Cela fait plus de 10 ans que mon frère m’a mis au courant de son diagnostique du VIH, cela faisait cinq ans qu’il l’avait appris. Je trouvais que c’était une belle marque de confiance, même si cette confidence m’a très ébranlé. Lorsqu’il me la dit, les deux bras m’ont tombé. Pour moi, le VIH était une maladie pour les autres. Je ne pensais pas à ça, je ne croyais pas que quelqu’un de ma famille pourrait le contracter. Je voyais la publicité mais ce n’était pas quelque chose qui me touchait personnellement, c’était une maladie qui frappait les autres même si je savais que mon frère était gay. Je ne pensais pas que cela pourrait arriver dans la famille. Personnellement, je n’ai jamais ressenti la peur d’être contaminé par mon frère, je n’avais pas peur pour moi mais pour lui. J’ai eu beaucoup de peine, je n’arrêtais pas de penser à cela. Pourquoi lui? Ce qui me préoccupait le plus, face à cette annonce de la séropositivité de mon frère, c’était qu’il était pour mourir. Je le voyais déjà comme mort, sa vie achevait.

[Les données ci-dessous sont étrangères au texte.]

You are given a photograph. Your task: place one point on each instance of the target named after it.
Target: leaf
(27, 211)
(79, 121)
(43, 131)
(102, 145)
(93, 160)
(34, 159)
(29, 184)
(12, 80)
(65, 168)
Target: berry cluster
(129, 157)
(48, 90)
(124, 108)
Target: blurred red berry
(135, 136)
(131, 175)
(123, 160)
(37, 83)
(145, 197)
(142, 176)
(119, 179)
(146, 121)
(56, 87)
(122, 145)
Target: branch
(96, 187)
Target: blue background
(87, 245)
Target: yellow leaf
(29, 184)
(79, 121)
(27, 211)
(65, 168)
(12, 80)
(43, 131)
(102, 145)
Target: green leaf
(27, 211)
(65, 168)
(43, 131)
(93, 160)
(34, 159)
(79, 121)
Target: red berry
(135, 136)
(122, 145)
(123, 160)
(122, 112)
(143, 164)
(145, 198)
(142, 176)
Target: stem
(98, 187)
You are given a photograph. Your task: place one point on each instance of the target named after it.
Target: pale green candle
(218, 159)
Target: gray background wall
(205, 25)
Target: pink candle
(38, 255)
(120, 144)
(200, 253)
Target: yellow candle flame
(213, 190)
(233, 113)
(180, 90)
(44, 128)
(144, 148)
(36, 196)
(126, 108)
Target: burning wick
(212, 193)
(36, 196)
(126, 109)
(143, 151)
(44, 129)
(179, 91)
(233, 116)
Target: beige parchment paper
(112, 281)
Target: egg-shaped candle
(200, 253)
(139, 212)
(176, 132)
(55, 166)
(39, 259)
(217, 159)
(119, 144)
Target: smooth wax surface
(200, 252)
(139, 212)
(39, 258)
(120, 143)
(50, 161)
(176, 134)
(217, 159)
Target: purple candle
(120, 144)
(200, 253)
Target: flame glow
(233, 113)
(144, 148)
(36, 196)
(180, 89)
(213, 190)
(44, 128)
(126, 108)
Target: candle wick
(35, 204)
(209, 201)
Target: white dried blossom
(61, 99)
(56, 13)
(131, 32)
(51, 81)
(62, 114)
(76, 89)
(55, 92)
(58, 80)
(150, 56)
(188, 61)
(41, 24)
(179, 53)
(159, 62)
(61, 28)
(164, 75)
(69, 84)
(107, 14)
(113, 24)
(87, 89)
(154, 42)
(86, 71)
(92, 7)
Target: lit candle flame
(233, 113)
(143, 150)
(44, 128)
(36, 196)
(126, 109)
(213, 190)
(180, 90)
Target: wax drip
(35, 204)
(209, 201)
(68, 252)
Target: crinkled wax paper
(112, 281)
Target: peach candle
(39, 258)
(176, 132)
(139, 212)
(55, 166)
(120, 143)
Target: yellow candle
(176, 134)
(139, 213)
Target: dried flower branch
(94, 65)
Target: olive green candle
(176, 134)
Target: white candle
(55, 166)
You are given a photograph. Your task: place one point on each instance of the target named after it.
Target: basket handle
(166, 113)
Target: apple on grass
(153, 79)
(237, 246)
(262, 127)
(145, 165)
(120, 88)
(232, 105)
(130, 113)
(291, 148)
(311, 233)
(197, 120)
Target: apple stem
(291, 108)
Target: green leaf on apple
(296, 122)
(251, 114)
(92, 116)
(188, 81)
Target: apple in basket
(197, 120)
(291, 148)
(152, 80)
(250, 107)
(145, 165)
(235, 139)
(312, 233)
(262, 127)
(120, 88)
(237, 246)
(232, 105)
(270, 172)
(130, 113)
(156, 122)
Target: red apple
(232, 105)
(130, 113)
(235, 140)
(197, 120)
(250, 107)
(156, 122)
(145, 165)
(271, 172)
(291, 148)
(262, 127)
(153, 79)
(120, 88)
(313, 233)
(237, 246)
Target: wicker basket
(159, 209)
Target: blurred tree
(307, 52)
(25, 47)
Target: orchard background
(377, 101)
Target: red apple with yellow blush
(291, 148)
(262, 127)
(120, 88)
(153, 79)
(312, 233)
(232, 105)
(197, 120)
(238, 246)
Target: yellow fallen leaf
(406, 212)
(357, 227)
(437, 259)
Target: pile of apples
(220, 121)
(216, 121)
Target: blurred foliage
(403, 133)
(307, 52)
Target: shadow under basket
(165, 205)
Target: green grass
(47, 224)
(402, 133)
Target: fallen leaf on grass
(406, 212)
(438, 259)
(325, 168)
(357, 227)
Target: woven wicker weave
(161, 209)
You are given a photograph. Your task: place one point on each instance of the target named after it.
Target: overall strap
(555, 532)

Nos relations ont sûrement changé depuis l’annonce; avant je ne me préoccupais pas de la vie de mon frère de la même façon. Depuis l’annonce de son état, maintenant lorsque je le vois, je me préoccupe plus de sa santé (même s’il prend des ARV), je m’informe et je lui porte attention. J’ai plus de contact avec lui, il me parle de ses malaises, de ce qu’il vit. Je n’ai pas eu à annoncer à d’autres personnes qu’il était atteint du VIH; il avait choisi lui-même à qui ils voulaient le dire et ceux qui ne le sauraient pas pourtelle ou telle raison. J’ai su quelles personnes étaient au courant et j’ai pu en discuter avec eux. Tous semblent avoir surmontés cette confidence.

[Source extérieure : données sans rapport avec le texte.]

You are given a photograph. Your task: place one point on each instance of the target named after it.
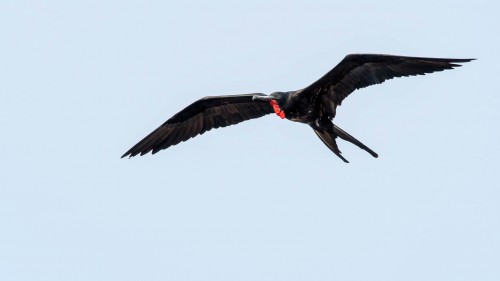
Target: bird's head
(279, 97)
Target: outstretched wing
(362, 70)
(201, 116)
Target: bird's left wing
(201, 116)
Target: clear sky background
(83, 81)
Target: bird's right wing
(201, 116)
(362, 70)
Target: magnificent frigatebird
(314, 105)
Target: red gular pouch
(277, 109)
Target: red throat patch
(277, 109)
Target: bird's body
(314, 105)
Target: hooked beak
(262, 98)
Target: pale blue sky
(81, 82)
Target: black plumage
(314, 105)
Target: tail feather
(329, 140)
(345, 136)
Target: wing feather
(357, 71)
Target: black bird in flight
(314, 105)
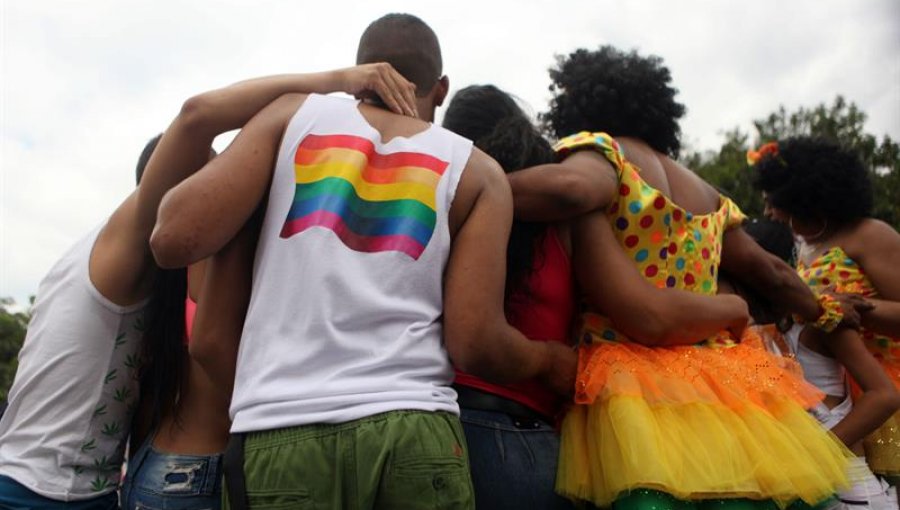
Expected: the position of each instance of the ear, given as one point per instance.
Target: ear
(441, 88)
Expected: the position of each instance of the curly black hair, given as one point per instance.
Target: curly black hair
(493, 120)
(816, 179)
(623, 94)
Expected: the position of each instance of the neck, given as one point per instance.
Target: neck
(423, 105)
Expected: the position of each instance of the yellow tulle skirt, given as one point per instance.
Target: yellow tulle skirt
(723, 420)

Pour ce qui est de ma mère, je trouve qu’elle a parfois de drôle de réaction; c’est comme si elle n’avait pas conscience que mon frère est malade. Elle lui demande beaucoup de services, et comme il a tellement grand cœur, il dira oui même si parfois il est tellement fatigué que cela l’épuise complètement. On dirait qu’elle n’a pas de cœur pour lui, elle ne réalise pas qu’il a la maladie, elle sait et c’est comme si elle ne voulait rien savoir. J’en parle parfois avec elle et elle me dit avoir demandé tel ou tel service à mon frère mais qu’il ne le fait pas. Je réponds : «Maman, il est fatigué, il est malade, il n’est pas toujours en forme». Elle me répond : «Oui, mais il m’a dit qu’il voulait le faire». Je dois lui répéter souvent « Maman, il veut le faire pour te faire plaisir, il est fatigué, il est rendu à bout». C’est comme si la maladie n’existait pas pour elle!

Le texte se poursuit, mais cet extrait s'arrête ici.